Galaxies frequently show kinematic and structural decoupling between their central bulge component and the surrounding disk: the bulge rotates more slowly, has a different angular momentum axis, different metallicity and age distributions, and different velocity dispersion profiles than the disk in which it is embedded. In hierarchical ΛCDM, bulges form primarily through mergers that randomize angular momentum and thicken the central stellar concentration, while disks reform from subsequently accreted gas. This merger-rebuild cycle should produce broadly consistent alignment between bulge and disk angular momenta over time, making strong decoupling difficult to maintain. Successive Collision Theory provides a direct physical origin for bulge-disk decoupling through the distinct angular momentum inheritance pathways of the two components. The bulge traces back to a pre-existing or early-collapsed seed — a compact mass concentration at a collision node — that carries angular momentum from the local collision geometry at that specific node.

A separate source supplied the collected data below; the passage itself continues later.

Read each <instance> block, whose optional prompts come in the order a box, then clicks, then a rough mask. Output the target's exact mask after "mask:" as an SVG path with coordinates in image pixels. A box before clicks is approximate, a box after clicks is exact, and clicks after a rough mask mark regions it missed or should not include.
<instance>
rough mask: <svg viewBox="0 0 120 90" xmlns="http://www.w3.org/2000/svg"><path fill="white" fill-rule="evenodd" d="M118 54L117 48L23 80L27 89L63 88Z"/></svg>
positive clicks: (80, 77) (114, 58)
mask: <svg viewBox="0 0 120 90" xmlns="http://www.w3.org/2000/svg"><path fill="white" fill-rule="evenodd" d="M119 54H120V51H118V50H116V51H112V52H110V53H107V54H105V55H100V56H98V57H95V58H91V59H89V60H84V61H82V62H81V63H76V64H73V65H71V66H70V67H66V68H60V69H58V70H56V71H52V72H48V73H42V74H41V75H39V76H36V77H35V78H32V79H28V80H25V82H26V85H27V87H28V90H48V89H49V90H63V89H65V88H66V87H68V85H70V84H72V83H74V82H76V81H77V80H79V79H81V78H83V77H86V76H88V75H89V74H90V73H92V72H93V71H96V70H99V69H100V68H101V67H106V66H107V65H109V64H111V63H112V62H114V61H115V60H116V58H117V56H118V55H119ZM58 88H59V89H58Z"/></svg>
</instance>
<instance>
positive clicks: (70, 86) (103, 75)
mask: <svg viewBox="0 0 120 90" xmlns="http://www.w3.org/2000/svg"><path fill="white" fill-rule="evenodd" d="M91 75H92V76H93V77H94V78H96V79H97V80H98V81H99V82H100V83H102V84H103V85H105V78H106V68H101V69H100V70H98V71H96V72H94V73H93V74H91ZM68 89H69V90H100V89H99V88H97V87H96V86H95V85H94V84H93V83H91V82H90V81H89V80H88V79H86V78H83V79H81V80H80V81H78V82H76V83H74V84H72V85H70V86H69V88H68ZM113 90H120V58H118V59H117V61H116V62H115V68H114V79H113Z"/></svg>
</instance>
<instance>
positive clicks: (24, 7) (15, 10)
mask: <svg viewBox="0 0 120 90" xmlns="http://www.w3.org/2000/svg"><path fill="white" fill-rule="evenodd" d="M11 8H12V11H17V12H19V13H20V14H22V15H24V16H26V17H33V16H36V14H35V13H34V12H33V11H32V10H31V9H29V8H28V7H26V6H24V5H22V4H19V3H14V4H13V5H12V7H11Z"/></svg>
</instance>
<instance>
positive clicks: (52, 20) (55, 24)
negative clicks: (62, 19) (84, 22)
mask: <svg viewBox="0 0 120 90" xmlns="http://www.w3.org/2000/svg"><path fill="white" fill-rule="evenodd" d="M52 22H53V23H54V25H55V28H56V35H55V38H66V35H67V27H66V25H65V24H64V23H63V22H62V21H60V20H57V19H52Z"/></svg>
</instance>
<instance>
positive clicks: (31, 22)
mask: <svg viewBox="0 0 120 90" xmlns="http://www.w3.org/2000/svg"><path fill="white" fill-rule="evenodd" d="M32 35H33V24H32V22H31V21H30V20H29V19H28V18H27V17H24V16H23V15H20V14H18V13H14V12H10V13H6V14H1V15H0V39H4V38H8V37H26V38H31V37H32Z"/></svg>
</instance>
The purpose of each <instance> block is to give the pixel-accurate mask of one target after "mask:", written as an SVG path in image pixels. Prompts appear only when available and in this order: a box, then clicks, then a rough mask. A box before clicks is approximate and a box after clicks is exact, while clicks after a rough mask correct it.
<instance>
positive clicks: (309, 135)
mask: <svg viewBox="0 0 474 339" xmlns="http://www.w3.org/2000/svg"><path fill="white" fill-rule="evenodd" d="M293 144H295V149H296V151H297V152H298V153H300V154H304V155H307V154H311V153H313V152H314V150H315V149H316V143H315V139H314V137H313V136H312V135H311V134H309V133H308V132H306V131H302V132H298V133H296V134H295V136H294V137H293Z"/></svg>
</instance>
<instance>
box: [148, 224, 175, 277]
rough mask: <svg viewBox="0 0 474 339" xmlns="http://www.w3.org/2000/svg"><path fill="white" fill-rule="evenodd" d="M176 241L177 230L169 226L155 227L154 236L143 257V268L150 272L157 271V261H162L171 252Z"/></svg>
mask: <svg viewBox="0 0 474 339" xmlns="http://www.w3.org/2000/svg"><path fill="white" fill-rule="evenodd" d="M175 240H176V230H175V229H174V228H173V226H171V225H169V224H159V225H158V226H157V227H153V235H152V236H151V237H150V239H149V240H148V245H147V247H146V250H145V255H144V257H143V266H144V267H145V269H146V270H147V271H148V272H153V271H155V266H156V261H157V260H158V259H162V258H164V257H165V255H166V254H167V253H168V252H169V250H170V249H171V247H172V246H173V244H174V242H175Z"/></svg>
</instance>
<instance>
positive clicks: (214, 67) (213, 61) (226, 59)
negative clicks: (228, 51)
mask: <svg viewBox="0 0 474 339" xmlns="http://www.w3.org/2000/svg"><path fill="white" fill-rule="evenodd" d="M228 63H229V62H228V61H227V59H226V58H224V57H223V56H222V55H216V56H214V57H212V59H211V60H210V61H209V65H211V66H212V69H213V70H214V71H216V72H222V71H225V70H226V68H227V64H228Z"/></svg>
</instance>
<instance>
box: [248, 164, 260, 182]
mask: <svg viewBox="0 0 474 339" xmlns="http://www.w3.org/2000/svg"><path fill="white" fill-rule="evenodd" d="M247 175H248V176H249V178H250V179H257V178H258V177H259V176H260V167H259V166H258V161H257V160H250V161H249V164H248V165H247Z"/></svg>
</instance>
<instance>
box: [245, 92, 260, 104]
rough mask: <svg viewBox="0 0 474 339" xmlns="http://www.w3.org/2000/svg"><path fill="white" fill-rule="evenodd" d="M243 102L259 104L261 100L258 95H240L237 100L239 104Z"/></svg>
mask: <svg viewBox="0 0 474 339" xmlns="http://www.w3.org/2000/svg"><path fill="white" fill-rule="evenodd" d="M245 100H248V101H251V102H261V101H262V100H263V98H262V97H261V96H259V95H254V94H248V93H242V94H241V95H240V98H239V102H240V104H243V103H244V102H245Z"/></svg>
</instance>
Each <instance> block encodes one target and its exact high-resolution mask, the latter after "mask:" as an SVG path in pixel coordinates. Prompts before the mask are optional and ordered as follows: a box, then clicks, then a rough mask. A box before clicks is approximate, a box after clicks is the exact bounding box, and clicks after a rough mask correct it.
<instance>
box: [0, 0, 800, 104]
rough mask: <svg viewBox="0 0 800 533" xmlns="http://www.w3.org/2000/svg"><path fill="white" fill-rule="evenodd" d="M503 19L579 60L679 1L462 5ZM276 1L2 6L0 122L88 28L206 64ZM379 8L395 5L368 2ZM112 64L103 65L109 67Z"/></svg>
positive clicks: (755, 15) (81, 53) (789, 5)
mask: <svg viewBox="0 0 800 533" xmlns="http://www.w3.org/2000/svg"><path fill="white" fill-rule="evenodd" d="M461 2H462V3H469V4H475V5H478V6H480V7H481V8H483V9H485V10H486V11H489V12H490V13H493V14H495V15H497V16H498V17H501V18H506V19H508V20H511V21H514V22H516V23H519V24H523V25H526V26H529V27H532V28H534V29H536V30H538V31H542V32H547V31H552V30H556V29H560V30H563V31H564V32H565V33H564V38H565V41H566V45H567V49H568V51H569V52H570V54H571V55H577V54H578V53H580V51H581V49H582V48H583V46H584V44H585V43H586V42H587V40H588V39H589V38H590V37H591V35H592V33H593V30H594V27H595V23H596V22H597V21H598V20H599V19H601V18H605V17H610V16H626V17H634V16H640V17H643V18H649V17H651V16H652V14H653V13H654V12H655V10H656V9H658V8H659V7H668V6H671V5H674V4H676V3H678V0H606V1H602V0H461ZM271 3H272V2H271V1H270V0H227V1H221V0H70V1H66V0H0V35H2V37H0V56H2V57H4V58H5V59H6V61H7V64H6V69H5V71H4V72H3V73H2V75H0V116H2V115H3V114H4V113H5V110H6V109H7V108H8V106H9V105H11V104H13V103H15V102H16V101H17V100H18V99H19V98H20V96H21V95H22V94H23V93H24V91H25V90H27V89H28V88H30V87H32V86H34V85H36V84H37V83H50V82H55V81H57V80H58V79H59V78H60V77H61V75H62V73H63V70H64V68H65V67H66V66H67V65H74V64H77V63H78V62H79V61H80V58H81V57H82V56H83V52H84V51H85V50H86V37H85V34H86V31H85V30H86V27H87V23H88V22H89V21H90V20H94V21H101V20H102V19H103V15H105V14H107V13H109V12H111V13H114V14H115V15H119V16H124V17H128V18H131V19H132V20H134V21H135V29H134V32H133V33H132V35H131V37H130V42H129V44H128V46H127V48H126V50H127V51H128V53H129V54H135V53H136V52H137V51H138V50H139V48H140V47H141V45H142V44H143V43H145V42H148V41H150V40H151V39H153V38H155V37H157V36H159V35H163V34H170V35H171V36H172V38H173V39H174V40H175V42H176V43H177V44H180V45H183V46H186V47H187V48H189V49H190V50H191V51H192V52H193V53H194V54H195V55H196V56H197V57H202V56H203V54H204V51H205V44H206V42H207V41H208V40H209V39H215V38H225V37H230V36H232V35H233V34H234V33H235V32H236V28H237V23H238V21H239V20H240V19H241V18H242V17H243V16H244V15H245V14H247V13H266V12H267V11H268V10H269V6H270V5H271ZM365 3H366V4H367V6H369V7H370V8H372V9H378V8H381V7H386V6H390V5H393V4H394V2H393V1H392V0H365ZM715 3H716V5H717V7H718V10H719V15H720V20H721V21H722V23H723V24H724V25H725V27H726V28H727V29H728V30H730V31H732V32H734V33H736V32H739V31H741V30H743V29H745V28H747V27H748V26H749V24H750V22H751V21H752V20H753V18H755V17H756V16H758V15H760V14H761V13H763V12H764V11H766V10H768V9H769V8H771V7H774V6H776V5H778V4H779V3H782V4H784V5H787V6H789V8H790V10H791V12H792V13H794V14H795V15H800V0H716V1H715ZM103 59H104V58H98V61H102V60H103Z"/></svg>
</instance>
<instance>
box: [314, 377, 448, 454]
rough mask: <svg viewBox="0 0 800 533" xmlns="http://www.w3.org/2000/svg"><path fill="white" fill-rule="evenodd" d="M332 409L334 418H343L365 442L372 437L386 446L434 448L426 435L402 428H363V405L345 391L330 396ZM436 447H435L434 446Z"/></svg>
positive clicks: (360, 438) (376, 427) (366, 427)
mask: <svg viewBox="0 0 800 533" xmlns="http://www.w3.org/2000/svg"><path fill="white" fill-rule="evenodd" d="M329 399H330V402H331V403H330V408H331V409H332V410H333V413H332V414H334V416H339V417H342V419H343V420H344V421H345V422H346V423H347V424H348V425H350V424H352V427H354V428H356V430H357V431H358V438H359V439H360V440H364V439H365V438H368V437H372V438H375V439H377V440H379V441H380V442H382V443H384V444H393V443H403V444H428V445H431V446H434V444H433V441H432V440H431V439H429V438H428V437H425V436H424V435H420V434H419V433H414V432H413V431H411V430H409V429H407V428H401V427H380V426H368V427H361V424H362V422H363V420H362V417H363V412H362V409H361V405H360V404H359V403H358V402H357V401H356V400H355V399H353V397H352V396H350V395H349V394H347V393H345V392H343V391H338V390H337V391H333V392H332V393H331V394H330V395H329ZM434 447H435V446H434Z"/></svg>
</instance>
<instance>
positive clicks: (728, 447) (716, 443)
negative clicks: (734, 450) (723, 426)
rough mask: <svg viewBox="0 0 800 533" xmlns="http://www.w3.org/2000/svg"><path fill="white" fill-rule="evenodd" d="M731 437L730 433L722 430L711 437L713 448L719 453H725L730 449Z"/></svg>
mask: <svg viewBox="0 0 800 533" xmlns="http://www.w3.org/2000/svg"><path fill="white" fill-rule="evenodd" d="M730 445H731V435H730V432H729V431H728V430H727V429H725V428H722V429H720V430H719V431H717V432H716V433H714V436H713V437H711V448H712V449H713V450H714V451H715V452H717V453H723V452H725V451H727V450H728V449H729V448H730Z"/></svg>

The disk, by contrast, forms from gas accreted over an extended period from the surrounding filamentary network. This accreted gas carries angular momentum aligned with the large-scale filament feeding the galaxy, which is set by the large-scale collision geometry rather than the local node geometry. Because the local node geometry and the large-scale filament geometry are not necessarily aligned — the collision produced nodes at specific intersection points along the filaments, and the filament direction is not always perpendicular to the collision front at the node — the resulting bulge and disk angular momenta can be misaligned by angles ranging from a few degrees to nearly 90 degrees. The degree of decoupling therefore encodes the angle between the collision-front normal at the node location and the feeding filament direction, providing a quantitative mapping from the observed bulge-disk misalignment distribution to the statistical geometry of the collision event's node and filament network.